This construction copies a line segment $\overline{AB}$ to a target point T. The construction is based on Book I, prop 2.

[edit] The construction

Let A be one of the end points of $\overline{AB}$ . Note that we are just giving it a name here. (We could replace A with the other end point B).
Draw a line segment $\overline{AT}$
Construct an equilateral triangle $\triangle ATD$ (a triangle that has $\overline{AT}$ as one of its sides).
Draw the circle $\circ A,\overline{AB}$ , whose center is A and radius is $\overline{AB}$ .
Draw a line segment starting from D going through A until it intersects $\circ A,\overline{AB}$ and let the intersection point be E . Get segments $\overline{AE}$ and $\overline{DE}$ .
Draw the circle $\circ D,\overline{DE}$ , whose center is D and radius is $\overline{DE}$ .
Draw a line segment starting from D going through T until it intersects $\circ D,\overline{DE}$ and let the intersection point be F. Get segments $\overline{TF}$ and $\overline{DF}$ .

The segment $\overline{TF}$ is equal to $\overline{AB}$ and starts at T.

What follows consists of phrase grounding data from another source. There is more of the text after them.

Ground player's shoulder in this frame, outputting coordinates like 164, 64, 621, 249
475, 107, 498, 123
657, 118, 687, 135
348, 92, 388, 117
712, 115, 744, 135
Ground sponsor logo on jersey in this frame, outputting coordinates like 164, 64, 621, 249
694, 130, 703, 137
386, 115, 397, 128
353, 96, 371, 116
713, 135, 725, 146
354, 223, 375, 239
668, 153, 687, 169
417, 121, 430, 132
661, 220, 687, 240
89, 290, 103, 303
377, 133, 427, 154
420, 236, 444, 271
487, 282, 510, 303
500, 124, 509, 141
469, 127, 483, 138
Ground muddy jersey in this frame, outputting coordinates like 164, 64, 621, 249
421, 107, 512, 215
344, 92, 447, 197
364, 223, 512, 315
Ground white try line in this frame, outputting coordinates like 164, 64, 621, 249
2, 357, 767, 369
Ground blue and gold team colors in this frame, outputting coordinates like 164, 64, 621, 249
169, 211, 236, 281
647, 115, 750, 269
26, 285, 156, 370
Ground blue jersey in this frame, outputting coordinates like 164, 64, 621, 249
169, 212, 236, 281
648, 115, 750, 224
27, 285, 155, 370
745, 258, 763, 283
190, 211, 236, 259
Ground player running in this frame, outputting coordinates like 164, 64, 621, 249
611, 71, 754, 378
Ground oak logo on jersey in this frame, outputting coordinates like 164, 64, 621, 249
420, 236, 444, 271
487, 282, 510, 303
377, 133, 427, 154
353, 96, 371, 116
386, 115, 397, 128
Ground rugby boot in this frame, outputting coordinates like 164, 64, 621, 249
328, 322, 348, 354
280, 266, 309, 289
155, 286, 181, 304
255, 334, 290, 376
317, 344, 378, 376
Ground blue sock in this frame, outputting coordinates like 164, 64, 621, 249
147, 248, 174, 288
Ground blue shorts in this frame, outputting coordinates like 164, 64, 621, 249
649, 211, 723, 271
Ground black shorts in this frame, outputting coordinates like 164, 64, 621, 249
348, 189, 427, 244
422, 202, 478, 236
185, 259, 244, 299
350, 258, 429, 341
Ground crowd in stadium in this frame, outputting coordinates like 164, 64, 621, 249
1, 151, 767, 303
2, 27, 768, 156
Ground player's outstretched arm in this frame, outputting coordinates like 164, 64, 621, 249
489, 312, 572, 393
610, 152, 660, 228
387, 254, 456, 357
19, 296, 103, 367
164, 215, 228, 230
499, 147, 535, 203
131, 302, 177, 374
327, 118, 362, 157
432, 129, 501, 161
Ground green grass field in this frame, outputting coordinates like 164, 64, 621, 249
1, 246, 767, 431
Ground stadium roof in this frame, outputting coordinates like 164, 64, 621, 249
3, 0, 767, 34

Segments $\overline{AB}$ and $\overline{AE}$ are both from the center of $\circ A,\overline{AB}$ to its circumference. Therefore they equal to the circle radius and to each other.
Segments $\overline{DE}$ and $\overline{DF}$ are both from the center of $\circ D,\overline{DE}$ to its circumference. Therefore they equal to the circle radius and to each other.
$\overline{DE}$ equals to the sum of its parts $\overline{DA}$ and $\overline{AE}$ .
$\overline{DF}$ equals to the sum of its parts $\overline{DT}$ and $\overline{TF}$ .
The segment $\overline{DA}$ is equal to $\overline{DT}$ since they are the sides of the equilateral triangle $\triangle ATD$ .
Since the sum of segments is equal and two of the summands are equal so are the two other summands $\overline{AE}$ and $\overline{TF}$ .
Therefore $\overline{AB}$ equals $\overline{TF}$ .